Cloud Computing, Exponentially More than a Delivery Model

I am writing in response to the recent opinion piece “Convince me that Cloud Computing is a Solution” in the hope that I might convert the skeptical author of that column.

I fully agree with one part of his/her premise: When you move poorly designed software to the Cloud, you get poorly designed, Cloud-based software. (In marketing, the corollary is that nothing kills a bad product faster than good advertising.) He is correct in asserting that the Cloud is just a tool for delivering services more efficiently. If those services are poorly conceived, badly designed, or implemented improperly, the customer will find out quickly and move on. The graveyard of terminated multi-million-dollar IT projects of any sort, not just Cloud, is wide and thick with bodies.

But even the author has to concede that there are at least some tangible advantages to moving to the Cloud, and the ones he enumerates in the article are far from trivial – one source of code, WAN accessibility, and geographical diversification for data centers. Those he omits seal the case.

In this category I would include the modularity of many Cloud solutions to enable fine-tune adjustment of business rules and other changes with minimal business disruption and rapid distribution to all users. That just isn’t going to happen with IT-based mainframe or client-server systems.

Today’s highly fluid regulatory environment favors flexible, Cloud-based systems: The need to develop and maintain rules-based compliance engines requiring constant monitoring and updating by multiple parties; the constant pressure to drive down transaction costs in a slimmed down menu of loan products; and the increasing sophistication and number of fraudsters from both internal and external sources. All these play directly to the strength of the cloud. Institutions that ignore today’s realities are already suffering the consequences with regulatory actions rising and the number of mortgage fraud cases rising more than 800% from 2008 to 2009.

And with the eventual return of the secondary markets, those banks that can provide the transaction and data transparency and tracking ability inherent in the best Cloud-based lending solutions will be well equipped to sprint out of the starting blocks.

The Cloud greatly reduces the friction and time lag in the distribution of innovation – whether the innovation comes from IT or the business owner. In the Cloud, the innovator is one step from deployment. In non-Cloud models, the distribution mechanisms are slow and cumbersome. Moreover, by deploying cloud technology, institutions avail themselves of operational expertise tailored to a specific solution set whereas in-house IT departments must be expert across many operating systems. Because the expertise is focused, issue resolution and prevention for a particular solution are more efficient and timely. And optimizations run faster as well.

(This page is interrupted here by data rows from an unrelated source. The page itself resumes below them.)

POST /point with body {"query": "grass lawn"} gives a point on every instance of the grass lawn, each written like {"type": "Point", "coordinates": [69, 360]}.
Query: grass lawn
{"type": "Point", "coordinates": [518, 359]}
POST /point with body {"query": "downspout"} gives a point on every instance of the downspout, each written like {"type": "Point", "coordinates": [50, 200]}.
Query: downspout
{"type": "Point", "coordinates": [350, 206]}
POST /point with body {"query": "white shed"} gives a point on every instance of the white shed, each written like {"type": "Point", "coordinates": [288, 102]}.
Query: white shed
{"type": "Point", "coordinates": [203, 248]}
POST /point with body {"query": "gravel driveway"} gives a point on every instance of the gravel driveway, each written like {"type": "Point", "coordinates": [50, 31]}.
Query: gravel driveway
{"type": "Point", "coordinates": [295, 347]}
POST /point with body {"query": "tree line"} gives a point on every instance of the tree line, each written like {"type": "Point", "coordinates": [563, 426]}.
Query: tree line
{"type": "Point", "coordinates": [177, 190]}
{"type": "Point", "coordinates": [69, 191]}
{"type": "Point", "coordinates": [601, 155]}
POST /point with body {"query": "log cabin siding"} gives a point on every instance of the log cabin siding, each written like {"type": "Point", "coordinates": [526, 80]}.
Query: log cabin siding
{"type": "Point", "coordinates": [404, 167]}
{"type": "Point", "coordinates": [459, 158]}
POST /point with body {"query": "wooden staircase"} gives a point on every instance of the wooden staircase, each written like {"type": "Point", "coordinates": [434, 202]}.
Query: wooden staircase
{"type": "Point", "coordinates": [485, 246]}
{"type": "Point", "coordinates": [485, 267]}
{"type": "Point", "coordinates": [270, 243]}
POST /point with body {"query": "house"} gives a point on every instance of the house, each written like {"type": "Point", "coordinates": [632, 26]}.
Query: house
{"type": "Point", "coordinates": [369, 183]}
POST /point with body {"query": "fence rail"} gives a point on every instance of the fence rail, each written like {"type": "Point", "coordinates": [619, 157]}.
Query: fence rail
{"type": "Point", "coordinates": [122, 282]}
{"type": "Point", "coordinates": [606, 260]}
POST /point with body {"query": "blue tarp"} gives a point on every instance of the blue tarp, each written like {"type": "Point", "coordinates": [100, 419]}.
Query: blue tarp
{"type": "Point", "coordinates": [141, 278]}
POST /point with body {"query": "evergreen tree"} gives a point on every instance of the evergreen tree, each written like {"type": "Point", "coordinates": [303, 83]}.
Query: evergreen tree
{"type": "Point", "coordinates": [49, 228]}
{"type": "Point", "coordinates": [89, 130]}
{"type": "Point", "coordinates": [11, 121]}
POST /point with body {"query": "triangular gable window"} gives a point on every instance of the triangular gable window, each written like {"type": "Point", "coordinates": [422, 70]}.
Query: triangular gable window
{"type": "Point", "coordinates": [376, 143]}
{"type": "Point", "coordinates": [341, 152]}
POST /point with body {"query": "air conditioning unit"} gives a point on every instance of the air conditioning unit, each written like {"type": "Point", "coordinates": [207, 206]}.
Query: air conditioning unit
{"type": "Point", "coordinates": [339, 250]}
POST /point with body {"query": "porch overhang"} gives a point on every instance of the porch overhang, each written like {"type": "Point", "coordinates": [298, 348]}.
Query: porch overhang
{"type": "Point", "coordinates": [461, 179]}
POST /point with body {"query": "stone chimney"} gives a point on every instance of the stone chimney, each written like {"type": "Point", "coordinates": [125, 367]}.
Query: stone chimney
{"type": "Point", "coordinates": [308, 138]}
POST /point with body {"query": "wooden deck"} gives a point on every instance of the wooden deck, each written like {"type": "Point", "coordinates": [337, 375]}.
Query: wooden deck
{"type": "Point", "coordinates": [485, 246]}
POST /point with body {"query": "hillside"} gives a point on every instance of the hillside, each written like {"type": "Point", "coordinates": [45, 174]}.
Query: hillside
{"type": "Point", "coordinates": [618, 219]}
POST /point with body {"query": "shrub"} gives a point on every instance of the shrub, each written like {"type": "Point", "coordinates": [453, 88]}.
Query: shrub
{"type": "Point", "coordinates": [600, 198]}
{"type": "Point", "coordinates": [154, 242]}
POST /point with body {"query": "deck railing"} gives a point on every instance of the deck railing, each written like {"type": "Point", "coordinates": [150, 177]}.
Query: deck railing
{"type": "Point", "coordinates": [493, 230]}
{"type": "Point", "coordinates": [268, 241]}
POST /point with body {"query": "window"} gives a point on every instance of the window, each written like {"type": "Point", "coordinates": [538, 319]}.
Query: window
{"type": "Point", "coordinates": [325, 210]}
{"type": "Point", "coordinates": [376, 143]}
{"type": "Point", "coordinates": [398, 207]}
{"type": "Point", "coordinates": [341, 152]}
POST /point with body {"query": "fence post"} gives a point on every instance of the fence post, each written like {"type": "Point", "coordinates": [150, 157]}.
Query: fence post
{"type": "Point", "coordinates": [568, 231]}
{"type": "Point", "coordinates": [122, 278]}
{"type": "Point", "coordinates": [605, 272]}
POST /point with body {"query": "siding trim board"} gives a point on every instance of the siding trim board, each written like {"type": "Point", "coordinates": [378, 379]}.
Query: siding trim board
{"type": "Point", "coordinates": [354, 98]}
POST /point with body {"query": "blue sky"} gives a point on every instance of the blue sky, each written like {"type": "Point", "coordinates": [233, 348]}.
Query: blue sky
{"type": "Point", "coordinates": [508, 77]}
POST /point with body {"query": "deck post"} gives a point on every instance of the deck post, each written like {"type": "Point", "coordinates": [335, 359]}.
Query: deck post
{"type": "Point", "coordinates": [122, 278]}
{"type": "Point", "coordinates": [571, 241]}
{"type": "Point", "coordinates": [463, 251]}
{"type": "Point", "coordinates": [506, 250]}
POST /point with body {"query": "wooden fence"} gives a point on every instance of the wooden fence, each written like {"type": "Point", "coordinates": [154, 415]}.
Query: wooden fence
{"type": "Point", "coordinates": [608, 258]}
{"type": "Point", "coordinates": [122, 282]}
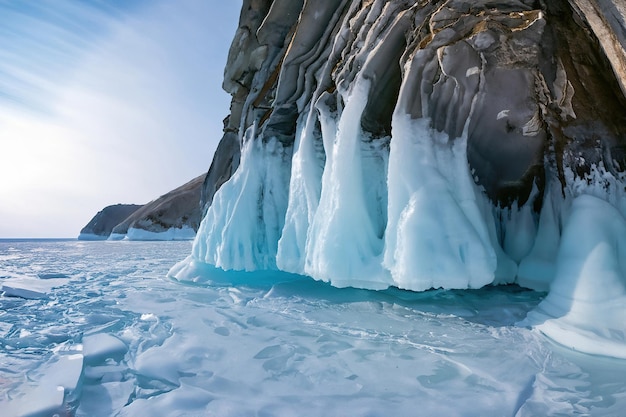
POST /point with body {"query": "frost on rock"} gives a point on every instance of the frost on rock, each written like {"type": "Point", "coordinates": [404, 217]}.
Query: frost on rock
{"type": "Point", "coordinates": [425, 145]}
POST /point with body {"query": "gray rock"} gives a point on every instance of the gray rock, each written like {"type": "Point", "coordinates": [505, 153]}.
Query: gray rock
{"type": "Point", "coordinates": [176, 209]}
{"type": "Point", "coordinates": [529, 73]}
{"type": "Point", "coordinates": [101, 225]}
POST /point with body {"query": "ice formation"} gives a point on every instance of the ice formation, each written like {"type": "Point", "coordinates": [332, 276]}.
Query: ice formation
{"type": "Point", "coordinates": [395, 143]}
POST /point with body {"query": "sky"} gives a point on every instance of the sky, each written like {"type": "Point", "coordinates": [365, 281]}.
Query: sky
{"type": "Point", "coordinates": [105, 102]}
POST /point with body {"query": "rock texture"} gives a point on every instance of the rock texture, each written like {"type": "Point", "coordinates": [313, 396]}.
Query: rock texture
{"type": "Point", "coordinates": [531, 73]}
{"type": "Point", "coordinates": [426, 144]}
{"type": "Point", "coordinates": [102, 224]}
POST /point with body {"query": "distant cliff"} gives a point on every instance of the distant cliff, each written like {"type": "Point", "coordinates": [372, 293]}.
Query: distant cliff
{"type": "Point", "coordinates": [102, 224]}
{"type": "Point", "coordinates": [173, 216]}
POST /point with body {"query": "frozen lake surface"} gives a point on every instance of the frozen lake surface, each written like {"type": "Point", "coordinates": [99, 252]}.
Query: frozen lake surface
{"type": "Point", "coordinates": [97, 329]}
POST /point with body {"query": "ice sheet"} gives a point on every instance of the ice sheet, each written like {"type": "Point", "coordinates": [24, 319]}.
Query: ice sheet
{"type": "Point", "coordinates": [233, 344]}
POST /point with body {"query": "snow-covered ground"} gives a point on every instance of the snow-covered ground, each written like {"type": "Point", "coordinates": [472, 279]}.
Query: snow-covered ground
{"type": "Point", "coordinates": [106, 333]}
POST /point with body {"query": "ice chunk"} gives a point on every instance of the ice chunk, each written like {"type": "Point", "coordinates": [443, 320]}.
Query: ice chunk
{"type": "Point", "coordinates": [241, 228]}
{"type": "Point", "coordinates": [436, 235]}
{"type": "Point", "coordinates": [101, 346]}
{"type": "Point", "coordinates": [345, 241]}
{"type": "Point", "coordinates": [173, 233]}
{"type": "Point", "coordinates": [57, 389]}
{"type": "Point", "coordinates": [30, 287]}
{"type": "Point", "coordinates": [585, 307]}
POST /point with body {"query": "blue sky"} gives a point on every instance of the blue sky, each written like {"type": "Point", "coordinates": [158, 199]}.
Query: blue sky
{"type": "Point", "coordinates": [105, 102]}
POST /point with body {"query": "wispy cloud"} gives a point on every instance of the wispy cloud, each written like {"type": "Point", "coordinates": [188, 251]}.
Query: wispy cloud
{"type": "Point", "coordinates": [103, 104]}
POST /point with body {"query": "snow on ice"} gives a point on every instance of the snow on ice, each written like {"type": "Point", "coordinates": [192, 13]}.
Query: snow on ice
{"type": "Point", "coordinates": [356, 211]}
{"type": "Point", "coordinates": [119, 338]}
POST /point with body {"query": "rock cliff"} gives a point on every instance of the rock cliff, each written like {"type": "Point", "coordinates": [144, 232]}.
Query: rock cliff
{"type": "Point", "coordinates": [173, 216]}
{"type": "Point", "coordinates": [101, 225]}
{"type": "Point", "coordinates": [426, 144]}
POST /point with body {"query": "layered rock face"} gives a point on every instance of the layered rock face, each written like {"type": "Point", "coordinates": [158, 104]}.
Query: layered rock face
{"type": "Point", "coordinates": [427, 144]}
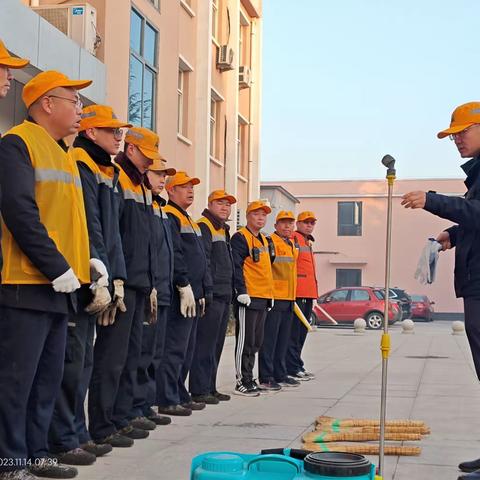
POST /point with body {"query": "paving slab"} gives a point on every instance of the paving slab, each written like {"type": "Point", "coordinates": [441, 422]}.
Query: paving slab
{"type": "Point", "coordinates": [430, 378]}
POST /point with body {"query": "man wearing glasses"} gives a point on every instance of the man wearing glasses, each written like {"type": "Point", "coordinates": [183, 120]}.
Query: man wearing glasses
{"type": "Point", "coordinates": [100, 136]}
{"type": "Point", "coordinates": [45, 243]}
{"type": "Point", "coordinates": [464, 130]}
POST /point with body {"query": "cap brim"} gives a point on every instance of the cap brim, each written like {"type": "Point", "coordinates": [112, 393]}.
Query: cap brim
{"type": "Point", "coordinates": [13, 62]}
{"type": "Point", "coordinates": [266, 209]}
{"type": "Point", "coordinates": [455, 129]}
{"type": "Point", "coordinates": [77, 84]}
{"type": "Point", "coordinates": [151, 154]}
{"type": "Point", "coordinates": [230, 198]}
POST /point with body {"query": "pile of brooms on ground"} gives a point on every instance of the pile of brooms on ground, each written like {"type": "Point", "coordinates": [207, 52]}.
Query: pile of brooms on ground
{"type": "Point", "coordinates": [353, 435]}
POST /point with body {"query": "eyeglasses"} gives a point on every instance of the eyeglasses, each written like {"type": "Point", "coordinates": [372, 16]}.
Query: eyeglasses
{"type": "Point", "coordinates": [75, 101]}
{"type": "Point", "coordinates": [116, 132]}
{"type": "Point", "coordinates": [453, 136]}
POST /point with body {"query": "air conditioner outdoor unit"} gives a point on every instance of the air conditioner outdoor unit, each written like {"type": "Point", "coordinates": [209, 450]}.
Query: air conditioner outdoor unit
{"type": "Point", "coordinates": [78, 21]}
{"type": "Point", "coordinates": [225, 58]}
{"type": "Point", "coordinates": [244, 77]}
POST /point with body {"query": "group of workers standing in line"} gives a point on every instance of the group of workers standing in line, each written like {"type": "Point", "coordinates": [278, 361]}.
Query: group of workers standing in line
{"type": "Point", "coordinates": [108, 288]}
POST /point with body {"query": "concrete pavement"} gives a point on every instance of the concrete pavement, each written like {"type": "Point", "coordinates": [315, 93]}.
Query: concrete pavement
{"type": "Point", "coordinates": [431, 378]}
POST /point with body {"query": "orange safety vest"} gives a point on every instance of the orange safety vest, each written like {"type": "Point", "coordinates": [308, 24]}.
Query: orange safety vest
{"type": "Point", "coordinates": [258, 275]}
{"type": "Point", "coordinates": [307, 286]}
{"type": "Point", "coordinates": [59, 197]}
{"type": "Point", "coordinates": [284, 269]}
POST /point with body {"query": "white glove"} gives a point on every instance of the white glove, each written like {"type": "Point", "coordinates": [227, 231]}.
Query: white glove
{"type": "Point", "coordinates": [153, 307]}
{"type": "Point", "coordinates": [98, 272]}
{"type": "Point", "coordinates": [244, 299]}
{"type": "Point", "coordinates": [66, 283]}
{"type": "Point", "coordinates": [202, 306]}
{"type": "Point", "coordinates": [187, 301]}
{"type": "Point", "coordinates": [101, 300]}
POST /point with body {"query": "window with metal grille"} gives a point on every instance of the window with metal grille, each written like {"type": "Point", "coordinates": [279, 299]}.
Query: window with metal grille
{"type": "Point", "coordinates": [143, 72]}
{"type": "Point", "coordinates": [349, 219]}
{"type": "Point", "coordinates": [349, 277]}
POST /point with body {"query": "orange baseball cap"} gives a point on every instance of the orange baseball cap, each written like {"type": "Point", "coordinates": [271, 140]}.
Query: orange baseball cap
{"type": "Point", "coordinates": [221, 195]}
{"type": "Point", "coordinates": [46, 81]}
{"type": "Point", "coordinates": [302, 216]}
{"type": "Point", "coordinates": [146, 140]}
{"type": "Point", "coordinates": [100, 116]}
{"type": "Point", "coordinates": [285, 215]}
{"type": "Point", "coordinates": [7, 60]}
{"type": "Point", "coordinates": [463, 116]}
{"type": "Point", "coordinates": [258, 205]}
{"type": "Point", "coordinates": [180, 178]}
{"type": "Point", "coordinates": [160, 165]}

So yes, Cloud is a delivery model. But it is also an enabling technology. The nature of Cloud computing enables the development of software that could not exist outside of the Cloud, and that aligns more precisely with an organization’s strategies and business objectives.

Clearly, Cloud-based technology will not spring fully formed on the lending industry, like Athena from the head of Zeus. But as a delivery model, upon which robust mortgage technology solutions are already available, it has gained converts amongst the top tier, and is gaining ground with aggressive mid-tier lenders. It will take some time to evolve and be accepted across the industry. But the wisdom of migrating to the Cloud is being confirmed many times over, as the early adopters build on their competitive advantage in time to market, cleaner loans, improved data transparency, and in higher productivity.